Dennis Selkoe, the Vincent and Stella Coates Professor of Neurologic Diseases at Harvard Medical School and Brigham and Women’s Hospital, has devoted his career to the use of molecular approaches to study Alzheimer’s disease (AD), Parkinson’s disease and related basic biological questions. He is a graduate of Columbia University and the University of Virginia School of Medicine. After initial research training at the National Institutes of Health (NINDS), he completed a residency in neurology at the Harvard/Longwood Program and a postdoctoral fellowship in neuronal cell biology and neurochemistry in the Department of Neuroscience, HMS. In 1978, he founded a laboratory applying biochemical and cell biological techniques to the study of human neurodegeneration.
Selkoe and coworkers broke new ground in 1982 when they developed a method to isolate the abnormal neurofibrillary tangles that are a hallmark of AD and described their unusual chemical properties. With other labs, they identified the microtubule-associated protein tau as the principal component of tangles. Selkoe then turned his attention to the other hallmark lesion of AD — the amyloid plaque — and has conducted extensive experiments on the amyloid ß-protein (Aß) and its precursor, APP. The results led him to formulate a theory — the amyloid (or Aß) hypothesis — about the pathogenic cascade that causes AD. In 1992, Selkoe and collaborators discovered that Aß is continuously produced by normal cells throughout life. This unexpected finding initiated the dynamic study of Aß formation in cultured cells and has enabled the identification of Aß production inhibitors. The lab showed that inherited mutations in APP, and later the presenilin genes, cause AD by increasing the generation of Aß. In 1999, Selkoe and colleagues identified presenilin as the long-sought gamma-secretase, an unprecedented intramembrane aspartyl protease that processes APP, Notch and many other proteins. Recently, the Selkoe lab conducted a series of studies showing that small, soluble oligomers of Aß are responsible for synaptic injury and interfere with memory.

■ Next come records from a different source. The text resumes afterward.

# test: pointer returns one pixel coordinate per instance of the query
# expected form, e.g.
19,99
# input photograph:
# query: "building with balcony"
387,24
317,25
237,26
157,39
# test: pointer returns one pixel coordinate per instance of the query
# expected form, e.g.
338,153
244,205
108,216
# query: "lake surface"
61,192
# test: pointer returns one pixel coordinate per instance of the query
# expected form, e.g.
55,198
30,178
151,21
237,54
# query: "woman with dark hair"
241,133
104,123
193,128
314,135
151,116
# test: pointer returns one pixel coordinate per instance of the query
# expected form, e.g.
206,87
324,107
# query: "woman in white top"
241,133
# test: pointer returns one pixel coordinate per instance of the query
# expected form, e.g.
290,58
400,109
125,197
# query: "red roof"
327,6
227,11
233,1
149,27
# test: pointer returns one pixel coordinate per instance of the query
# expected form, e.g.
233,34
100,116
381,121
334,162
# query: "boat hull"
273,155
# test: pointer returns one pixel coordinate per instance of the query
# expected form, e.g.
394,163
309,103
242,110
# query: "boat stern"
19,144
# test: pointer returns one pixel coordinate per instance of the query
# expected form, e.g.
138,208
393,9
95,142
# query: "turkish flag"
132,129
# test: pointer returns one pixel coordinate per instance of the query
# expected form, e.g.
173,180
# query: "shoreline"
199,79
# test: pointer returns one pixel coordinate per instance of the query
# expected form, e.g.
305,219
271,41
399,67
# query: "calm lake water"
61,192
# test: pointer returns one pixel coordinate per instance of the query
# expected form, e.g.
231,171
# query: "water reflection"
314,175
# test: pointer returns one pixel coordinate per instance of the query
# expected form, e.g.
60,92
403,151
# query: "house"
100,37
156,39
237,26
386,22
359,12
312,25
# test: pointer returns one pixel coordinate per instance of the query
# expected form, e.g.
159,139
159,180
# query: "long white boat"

These advances have led to numerous awards, including the Potamkin Prize (shared with George G. Glenner), the Metropolitan Life Foundation Award, and the A.H. Heineken Price for Medicine. Selkoe is a member of the Institute of Medicine of the National Academies and a Fellow of the American Association for the Advancement of Science. He co-founded and co-directs the Center for Neurologic Diseases at Brigham and Women’s Hospital. Selkoe was the principal founding scientist of Athena Neurosciences, now Elan Pharmaceuticals. He has served on the editorial boards of several scientific journals, the Neuroscience Review Committee of the Howard Hughes Medical Institute and the National Advisory Council on Aging (NIH). With HMS Dean Joseph P. Martin, he founded the Harvard Center for Neurodegeneration and Repair in 2001.